US breaks the laws of war (again)

  • From: "Muslim News" <editor_@xxxxxxxxxxxxxxx>
  • To: <submit@xxxxxxxxxxxxxxx>
  • Date: Sat, 13 Apr 2002 10:18:16 +0100

The United States has invented a new category of captive, not covered by
the Geneva Convention: 'unlawful combatants'. And it has made sure that
nobody can question this unilateral designation by holding the prisoners
taken in Afghanistan in the no-nation's-territory of the Guantanamo base
on Cuba. What, legally, is going on? 

The legal position of the prisoners taken in Afghanistan by United
States' troops is at the heart of a debate that has been confused by US
statements and by a degree of international compliance in the name of
the fight against terrorism. 

According to the US authorities, the detainees transferred to the
military base at Guantanamo Bay on Cuba are "unlawful combatants, who
have no rights under the Geneva Convention". But the Geneva Convention
of 27 July 1929 relative to the treatment of prisoners of war, as
amended in 1949, undoubtedly does apply to the Guantanamo detainees. 

The Convention, ratified by the US, applies "to all cases of declared
war or of any other armed conflict which may arise between two or more
of the High Contracting Parties, even if the state of war is not
recognised by one of them." The term "war" has been explicitly replaced
by the phrase "armed conflict" and this more general expression clearly
applies to the US action in Afghanistan. 

According to the preparatory work for the Geneva Convention, any dispute
between states involving the use of armed forces is an armed conflict
within the meaning of the convention. The US has undoubtedly engaged in
armed action against the de facto authorities in charge in Afghanistan. 
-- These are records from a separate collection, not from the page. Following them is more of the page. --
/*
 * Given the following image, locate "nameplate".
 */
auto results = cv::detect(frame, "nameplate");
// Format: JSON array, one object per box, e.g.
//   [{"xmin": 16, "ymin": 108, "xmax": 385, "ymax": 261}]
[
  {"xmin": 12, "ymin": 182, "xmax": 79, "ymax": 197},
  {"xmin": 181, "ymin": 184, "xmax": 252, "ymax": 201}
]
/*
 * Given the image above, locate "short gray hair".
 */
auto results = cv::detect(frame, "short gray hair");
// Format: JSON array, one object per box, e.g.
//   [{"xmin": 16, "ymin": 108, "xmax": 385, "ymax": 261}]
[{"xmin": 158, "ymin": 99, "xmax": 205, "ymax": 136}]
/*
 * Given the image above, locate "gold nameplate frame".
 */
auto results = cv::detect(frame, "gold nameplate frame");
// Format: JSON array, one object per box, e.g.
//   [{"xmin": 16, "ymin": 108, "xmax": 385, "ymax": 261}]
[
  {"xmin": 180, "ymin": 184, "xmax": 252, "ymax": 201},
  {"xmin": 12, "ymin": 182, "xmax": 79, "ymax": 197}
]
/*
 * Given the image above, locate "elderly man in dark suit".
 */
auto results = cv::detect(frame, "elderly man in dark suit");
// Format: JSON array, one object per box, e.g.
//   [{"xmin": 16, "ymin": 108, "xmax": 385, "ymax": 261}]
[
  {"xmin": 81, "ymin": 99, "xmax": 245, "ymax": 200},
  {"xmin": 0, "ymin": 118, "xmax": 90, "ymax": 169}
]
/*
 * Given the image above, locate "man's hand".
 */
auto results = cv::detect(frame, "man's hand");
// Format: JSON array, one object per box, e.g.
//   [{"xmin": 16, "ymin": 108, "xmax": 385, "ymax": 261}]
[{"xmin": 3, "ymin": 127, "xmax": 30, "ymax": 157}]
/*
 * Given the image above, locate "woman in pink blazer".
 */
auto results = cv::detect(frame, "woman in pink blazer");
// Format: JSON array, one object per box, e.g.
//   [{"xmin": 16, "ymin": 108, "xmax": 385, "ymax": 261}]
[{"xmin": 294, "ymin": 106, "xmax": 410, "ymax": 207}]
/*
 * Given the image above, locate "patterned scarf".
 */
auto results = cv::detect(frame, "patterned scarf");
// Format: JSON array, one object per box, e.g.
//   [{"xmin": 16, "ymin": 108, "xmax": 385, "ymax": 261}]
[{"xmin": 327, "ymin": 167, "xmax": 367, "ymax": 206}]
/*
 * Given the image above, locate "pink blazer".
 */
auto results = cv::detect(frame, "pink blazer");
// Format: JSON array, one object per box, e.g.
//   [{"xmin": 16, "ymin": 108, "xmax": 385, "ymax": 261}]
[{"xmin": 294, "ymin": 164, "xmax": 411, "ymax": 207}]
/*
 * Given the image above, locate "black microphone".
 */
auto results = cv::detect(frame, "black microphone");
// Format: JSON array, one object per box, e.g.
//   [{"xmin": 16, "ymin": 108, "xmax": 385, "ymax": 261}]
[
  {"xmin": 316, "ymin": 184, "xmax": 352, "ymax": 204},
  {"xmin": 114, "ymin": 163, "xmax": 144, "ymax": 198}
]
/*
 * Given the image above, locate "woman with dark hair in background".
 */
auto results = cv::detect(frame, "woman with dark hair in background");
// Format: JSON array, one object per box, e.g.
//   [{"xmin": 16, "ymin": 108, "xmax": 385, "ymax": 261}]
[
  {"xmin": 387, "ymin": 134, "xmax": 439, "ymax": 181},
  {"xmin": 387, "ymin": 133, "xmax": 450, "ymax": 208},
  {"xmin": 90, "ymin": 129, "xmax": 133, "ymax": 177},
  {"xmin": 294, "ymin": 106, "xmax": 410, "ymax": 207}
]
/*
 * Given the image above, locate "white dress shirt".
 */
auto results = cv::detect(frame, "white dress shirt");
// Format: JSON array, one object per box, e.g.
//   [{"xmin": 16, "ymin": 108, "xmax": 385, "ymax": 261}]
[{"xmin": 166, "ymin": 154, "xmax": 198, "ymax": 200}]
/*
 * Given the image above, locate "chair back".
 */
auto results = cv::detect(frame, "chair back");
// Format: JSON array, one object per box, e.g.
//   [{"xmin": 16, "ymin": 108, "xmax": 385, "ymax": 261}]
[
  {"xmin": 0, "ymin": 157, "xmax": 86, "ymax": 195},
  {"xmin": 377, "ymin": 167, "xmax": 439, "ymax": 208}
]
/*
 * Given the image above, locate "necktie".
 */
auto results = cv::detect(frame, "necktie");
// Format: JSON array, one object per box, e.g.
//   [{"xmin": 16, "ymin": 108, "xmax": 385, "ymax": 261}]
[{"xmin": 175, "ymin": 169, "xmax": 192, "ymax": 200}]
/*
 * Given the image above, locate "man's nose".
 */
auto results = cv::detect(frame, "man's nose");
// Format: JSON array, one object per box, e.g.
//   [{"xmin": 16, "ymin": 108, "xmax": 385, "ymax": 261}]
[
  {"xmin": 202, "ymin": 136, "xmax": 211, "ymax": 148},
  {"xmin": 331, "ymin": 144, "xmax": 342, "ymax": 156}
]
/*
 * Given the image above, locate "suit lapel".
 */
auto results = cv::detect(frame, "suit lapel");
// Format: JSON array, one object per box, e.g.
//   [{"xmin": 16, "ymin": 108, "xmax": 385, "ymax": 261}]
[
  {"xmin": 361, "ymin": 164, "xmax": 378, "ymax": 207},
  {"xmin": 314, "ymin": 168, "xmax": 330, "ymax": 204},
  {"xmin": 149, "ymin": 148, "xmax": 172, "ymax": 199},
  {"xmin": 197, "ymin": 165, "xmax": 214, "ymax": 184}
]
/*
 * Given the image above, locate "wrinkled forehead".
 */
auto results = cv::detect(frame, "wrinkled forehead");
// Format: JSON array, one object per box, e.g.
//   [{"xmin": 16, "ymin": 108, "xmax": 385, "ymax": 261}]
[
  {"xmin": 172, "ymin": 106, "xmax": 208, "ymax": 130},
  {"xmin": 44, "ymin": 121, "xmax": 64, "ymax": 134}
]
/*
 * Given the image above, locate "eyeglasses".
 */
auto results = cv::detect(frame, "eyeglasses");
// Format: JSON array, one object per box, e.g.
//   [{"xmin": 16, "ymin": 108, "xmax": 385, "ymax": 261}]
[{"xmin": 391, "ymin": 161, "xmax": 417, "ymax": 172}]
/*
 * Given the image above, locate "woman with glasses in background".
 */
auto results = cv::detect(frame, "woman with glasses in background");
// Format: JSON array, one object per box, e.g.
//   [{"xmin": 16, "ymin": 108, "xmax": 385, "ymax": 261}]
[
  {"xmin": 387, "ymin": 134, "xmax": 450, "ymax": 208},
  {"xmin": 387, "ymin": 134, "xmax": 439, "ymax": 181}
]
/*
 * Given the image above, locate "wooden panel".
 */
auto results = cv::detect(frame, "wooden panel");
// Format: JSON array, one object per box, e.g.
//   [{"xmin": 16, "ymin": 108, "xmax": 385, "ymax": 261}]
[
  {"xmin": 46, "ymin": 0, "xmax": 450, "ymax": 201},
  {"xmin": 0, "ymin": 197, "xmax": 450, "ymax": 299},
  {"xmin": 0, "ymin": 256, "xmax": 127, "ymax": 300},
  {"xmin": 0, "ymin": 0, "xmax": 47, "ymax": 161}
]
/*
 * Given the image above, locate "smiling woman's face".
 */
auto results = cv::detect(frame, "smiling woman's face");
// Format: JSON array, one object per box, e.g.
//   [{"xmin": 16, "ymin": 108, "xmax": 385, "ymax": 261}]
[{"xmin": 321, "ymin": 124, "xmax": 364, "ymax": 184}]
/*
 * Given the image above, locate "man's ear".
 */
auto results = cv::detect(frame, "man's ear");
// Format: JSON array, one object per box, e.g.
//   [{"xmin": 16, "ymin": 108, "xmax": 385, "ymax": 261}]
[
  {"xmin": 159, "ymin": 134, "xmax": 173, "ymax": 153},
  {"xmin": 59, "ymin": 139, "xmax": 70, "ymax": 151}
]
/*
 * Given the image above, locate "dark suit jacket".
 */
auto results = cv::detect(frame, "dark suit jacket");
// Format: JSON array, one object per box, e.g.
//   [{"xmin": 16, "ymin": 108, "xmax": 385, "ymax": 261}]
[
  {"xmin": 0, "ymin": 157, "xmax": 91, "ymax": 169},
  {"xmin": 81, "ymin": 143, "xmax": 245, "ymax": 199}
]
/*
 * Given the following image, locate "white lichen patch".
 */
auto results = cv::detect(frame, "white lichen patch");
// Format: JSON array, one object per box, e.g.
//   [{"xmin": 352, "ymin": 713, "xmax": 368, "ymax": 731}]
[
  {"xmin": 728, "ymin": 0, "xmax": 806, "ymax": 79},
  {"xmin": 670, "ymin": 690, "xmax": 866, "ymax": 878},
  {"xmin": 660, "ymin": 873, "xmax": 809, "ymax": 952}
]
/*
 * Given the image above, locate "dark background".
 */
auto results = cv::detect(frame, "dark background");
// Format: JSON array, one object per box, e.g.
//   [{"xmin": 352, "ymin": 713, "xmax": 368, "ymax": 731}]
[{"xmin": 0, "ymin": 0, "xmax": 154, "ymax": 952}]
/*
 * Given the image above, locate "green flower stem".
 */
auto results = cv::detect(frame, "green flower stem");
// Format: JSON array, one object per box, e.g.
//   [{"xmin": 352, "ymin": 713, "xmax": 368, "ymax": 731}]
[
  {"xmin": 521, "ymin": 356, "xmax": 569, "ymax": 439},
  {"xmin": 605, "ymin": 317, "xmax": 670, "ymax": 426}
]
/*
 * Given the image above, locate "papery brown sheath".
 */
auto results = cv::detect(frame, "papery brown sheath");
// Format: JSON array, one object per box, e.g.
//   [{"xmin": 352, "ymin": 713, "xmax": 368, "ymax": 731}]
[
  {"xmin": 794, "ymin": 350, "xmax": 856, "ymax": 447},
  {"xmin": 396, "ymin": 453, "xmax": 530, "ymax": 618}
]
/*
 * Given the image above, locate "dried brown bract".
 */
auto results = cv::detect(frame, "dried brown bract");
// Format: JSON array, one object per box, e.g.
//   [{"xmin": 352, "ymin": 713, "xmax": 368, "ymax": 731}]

The convention applies irrespective of the duration of the conflict, the
extent to which it results in bloodshed, and the size and standing of
the forces involved. It covers "members of the armed forces of a Party
to the conflict as well as members of militias or volunteer corps
forming part of such armed forces" who are captured by one of the
belligerents. This broad form of words was chosen to avoid uncertainties
arising from the diverse nature of combatants. The Taliban and
volunteers in Afghanistan clearly fall into the category of prisoners of
war. 

The label of "terrorist" attached by Washington to some detainees,
notably members of al-Qaida, does not apply and the term "unlawful
combatant" is unknown in international law. The principle is that anyone
captured bearing arms is presumed to be a prisoner of war in the absence
of evidence to the contrary. Only a competent tribunal can determine the
status of the accused. 

The transfer of prisoners to Guantanamo Bay compounds the legal
confusion over the status of the detainees. According to the Geneva
Convention, "prisoners of war must at all times be humanely treated" and
"likewise ... must at all times be protected, particularly against acts
of violence or intimidation and against insults and public curiosity"
(Article 13). 

Conditions of transfer are subject to the same rules: "The transfer of
prisoners of war shall always be effected humanely and in conditions not
less favourable than those under which the forces of the Detaining Power
are transferred" (Article 46). 

It must be said that the treatment of the detainees does not meet those
requirements. The refusal to apply the convention inevitably means that
the prisoners have no rights and this in turn gives the US authorities
carte blanche to interrogate them in whatever way they wish. Prisoners
of war are only required to state their name, rank and number, and they
must be released and repatriated as soon as hostilities cease. 

The place of detention was chosen not only because it was close to US
territory but also, apparently, because the base in question is not on
American soil. According to Washington, the US constitution does not
apply there. Also, the decision to opt for court martial allows them to
dispense with the rights of defence guaranteed under the American
constitution. 

Under the Geneva Convention, prisoners are entitled to a fair and
regular trial and to means of defence, and they have the right of
appeal. But the military court envisaged by the US administration does
not meet these conditions. In a move that suggests confusion and
embarrassment, the US State Department has stated that the accused may
engage civil as well as military defence counsel, that the hearings may
be held in public if national security is not at issue, that a death
sentence can be handed down only by unanimous decision and, lastly, that
an appeals board may be set up. 

Amang all these uncertainties, one thing is clear: the US is in breach
of international law and its obligations under the Geneva Convention.